En conséquence, la correspondance d’Alix Cléo Roubaud, restée à ce jour inédite, permet une analyse plus complète de ses écrits. Elle pourrait faire l’objet d’un livre à part entière qui viendrait compléter, et peut-être poursuivre, le Journal. Outil d’analyse génétique, la correspondance précise la biographie de son auteure et donne à voir le travail d’écriture. Pour les études littéraires, elle est un document précieux. Mais la lettre se présente aussi comme un espace littéraire à part entière ; Alix Cléo Roubaud s’y reprend, précise, annote, et parfois même elle intègre des lettres à son Journal. La lettre permet de se dire à un autre, l’adresse impose à l’écriture ses modulations. En outre, la photographie y est sans cesse en jeu ; insérée, décrite, elle devient dans certains cas le support des missives. La lettre se prête à son tour au jeu de l’image ; car photographiée, elle devient image.

254 Geoffrey BATCHEN, « Snapshots », Études photographiques, n° 22, septembre 2008. http://etudesphotographiques.revues.org/999

255 Conception classique de la vérité, présente chez Aristote déjà. Voir par exemple Thomas D’AQUIN, Somme théologique, I, q. 16, a. 2 : « Per conformitatem intellectus et rei, veritas definitur. »

Conclusion partielle.

La correspondance d’Alix Cléo Roubaud, ensemble inédit, constitue un document important pour l’étude de l’œuvre. Composée d’un premier ensemble de lettres adressées à son amie d’enfance Sylvie Schwab de ses quatorze à vingt-et-un ans et d’un second ensemble de lettres écrites de ses vingt-quatre ans à sa mort, la correspondance d’Alix Cléo Roubaud est certainement le document qui permet d’aborder sa démarche dans la plus grande continuité temporelle. Contrairement au Journal qui ne révèle que les quatre dernières années de sa vie, la correspondance nous renseigne sur l’enfance et l’adolescence de l’artiste et comble ainsi les lacunes biographiques.
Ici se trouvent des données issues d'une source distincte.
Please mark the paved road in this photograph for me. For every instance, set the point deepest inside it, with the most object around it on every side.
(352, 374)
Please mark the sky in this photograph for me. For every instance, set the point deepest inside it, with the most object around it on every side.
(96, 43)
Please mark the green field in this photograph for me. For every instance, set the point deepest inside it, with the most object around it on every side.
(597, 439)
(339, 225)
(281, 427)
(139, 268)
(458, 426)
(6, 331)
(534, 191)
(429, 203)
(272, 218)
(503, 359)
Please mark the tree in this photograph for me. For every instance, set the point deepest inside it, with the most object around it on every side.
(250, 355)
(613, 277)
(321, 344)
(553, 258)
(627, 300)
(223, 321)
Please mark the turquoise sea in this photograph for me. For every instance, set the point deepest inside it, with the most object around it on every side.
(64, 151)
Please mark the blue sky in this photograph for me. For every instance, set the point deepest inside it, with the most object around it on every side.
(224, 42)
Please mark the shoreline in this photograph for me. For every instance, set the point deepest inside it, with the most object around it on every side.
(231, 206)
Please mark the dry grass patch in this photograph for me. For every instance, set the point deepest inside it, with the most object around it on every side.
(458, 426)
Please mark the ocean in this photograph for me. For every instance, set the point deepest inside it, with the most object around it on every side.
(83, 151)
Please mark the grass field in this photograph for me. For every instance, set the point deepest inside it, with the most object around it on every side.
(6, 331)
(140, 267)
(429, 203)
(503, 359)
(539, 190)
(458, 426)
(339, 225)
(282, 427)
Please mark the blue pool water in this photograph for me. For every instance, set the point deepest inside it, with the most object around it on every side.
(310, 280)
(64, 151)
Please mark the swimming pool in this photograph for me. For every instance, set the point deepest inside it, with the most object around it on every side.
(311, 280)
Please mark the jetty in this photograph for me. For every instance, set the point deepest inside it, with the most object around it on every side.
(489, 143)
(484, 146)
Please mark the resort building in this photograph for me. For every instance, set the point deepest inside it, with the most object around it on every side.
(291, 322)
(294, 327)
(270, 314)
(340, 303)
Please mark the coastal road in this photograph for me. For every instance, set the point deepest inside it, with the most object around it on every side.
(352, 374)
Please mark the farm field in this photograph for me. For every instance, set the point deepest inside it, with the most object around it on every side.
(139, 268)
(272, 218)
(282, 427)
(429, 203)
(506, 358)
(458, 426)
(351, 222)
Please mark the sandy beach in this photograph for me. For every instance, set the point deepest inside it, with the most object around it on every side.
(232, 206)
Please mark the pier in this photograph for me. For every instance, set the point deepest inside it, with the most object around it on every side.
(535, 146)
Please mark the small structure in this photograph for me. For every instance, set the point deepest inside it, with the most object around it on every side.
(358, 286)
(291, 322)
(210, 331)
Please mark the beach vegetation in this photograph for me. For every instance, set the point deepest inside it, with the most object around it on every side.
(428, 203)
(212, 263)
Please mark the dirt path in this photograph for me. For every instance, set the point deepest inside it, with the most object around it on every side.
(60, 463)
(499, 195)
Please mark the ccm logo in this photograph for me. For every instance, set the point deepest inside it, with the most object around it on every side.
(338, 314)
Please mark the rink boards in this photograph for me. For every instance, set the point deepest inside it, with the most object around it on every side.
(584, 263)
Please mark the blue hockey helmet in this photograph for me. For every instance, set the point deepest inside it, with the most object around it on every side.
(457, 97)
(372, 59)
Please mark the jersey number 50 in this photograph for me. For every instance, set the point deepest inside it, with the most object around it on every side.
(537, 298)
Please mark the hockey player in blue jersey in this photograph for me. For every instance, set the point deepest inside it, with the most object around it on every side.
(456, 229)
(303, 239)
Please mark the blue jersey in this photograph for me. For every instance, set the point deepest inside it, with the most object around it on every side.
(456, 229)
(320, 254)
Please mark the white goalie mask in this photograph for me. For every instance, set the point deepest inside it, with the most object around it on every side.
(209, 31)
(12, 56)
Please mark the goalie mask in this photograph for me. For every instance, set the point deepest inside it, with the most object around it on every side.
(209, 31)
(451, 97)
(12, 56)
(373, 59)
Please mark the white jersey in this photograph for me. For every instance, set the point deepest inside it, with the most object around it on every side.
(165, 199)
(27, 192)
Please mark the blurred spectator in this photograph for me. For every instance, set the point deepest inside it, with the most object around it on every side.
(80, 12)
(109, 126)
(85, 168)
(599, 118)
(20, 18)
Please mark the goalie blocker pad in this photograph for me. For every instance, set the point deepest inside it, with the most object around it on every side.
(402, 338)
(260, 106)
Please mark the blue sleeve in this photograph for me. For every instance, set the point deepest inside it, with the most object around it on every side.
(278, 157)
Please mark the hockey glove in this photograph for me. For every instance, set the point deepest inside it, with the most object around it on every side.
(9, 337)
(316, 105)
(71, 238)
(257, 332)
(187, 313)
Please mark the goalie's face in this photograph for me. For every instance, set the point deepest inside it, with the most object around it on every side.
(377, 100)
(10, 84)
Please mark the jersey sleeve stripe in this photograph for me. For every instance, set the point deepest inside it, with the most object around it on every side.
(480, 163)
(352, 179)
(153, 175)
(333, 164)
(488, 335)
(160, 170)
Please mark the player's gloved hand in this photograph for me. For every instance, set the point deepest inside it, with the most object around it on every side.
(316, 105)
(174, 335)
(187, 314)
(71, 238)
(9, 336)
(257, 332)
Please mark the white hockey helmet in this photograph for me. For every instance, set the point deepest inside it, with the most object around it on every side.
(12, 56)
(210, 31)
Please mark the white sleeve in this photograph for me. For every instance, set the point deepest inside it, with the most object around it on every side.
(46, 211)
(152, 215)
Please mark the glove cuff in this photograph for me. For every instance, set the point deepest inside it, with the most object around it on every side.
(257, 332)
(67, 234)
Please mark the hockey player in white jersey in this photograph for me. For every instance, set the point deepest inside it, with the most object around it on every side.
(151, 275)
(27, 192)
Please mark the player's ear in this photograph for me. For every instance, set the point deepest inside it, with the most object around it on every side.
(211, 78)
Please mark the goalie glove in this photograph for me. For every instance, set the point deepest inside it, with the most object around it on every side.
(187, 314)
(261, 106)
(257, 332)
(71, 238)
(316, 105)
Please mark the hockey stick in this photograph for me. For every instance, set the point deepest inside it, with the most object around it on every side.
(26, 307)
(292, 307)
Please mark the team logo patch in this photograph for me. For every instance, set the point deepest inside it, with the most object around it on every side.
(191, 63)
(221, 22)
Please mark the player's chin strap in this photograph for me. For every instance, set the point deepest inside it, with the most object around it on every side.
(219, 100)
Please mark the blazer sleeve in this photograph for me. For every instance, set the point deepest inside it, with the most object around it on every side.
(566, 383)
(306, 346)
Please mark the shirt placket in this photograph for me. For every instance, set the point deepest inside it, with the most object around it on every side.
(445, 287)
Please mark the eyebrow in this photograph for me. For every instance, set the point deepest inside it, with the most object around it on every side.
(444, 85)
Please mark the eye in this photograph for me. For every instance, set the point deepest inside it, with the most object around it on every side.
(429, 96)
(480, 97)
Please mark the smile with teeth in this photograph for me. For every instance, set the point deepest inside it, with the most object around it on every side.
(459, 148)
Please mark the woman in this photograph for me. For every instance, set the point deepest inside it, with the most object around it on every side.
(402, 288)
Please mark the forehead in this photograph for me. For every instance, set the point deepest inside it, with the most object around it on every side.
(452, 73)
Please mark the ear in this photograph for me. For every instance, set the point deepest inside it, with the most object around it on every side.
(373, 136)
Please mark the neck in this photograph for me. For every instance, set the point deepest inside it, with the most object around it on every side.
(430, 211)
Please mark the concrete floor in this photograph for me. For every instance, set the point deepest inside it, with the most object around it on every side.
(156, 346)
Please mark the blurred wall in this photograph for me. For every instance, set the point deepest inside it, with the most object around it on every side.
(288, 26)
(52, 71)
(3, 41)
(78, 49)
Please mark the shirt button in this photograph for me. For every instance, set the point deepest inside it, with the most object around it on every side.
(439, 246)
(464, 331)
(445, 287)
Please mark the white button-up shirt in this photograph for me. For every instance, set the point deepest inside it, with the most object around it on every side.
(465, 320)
Dans une perspective d’analyse génétique, la correspondance dévoile le processus de construction l’œuvre ; son élaboration aussi bien littéraire que photographique. Les lettres envoyées à Sylvie Schwab rendent ainsi manifestes les prédispositions à l’écriture d’Alix Cléo Roubaud (alors encore Blanchette), son goût pour la philosophie et la littérature et son apprentissage de la photographie dès l’adolescence. Pourtant, il nous a paru périlleux de chercher dans cette écriture de jeunesse les ferments de l’œuvre à venir. C’est donc le second ensemble de lettres, transmis par Jacques Roubaud, qui permet une approche génétique de l’œuvre d’Alix Cléo Roubaud. Elle met au jour le processus d’écriture, à travers les ébauches, remaniements et recherches stylistiques, mais aussi la démarche photographique de l’artiste. En effet, Alix Cléo Roubaud détaille dans sa correspondance ses procédés et ses recherches en matière de photographie, notamment dans les lettres envoyées à sa mère, Marcelle Blanchette, elle aussi artiste.

Dans l’œuvre d’Alix Cléo Roubaud, lettre et photographies sont régulièrement liées. Simplement jointes à des courriers pour montrer son visage à un destinataire que l’on n’a pas vu depuis plusieurs années, les photographies

constituent d’abord des témoignages. Mais Alix Cléo Roubaud utilise aussi les lettres pour créer ses photographies : elle surimpressionne par exemple une photographie d’une lettre d’amour sur le visage de celui qui la lui a adressée. La lettre devient alors un matériau de création. Alix Cléo Roubaud a également utilisé ses images comme cartes postales pour adresser des invitations à ses amis. Enfin, la lettre se fait parfois photographie, comme la photographie devient lettre : elle adresse ainsi un simple tirage comme lettre de rupture ou envoie à sa mère la description de ses journées, aussi fidèle à la réalité vécue que le serait un snapshot. Dès la correspondance, les rapports entre texte et image sont donc riches et complexes et contribuent à faire de l’œuvre d’Alix Cléo Roubaud une œuvre éminemment photolittéraire.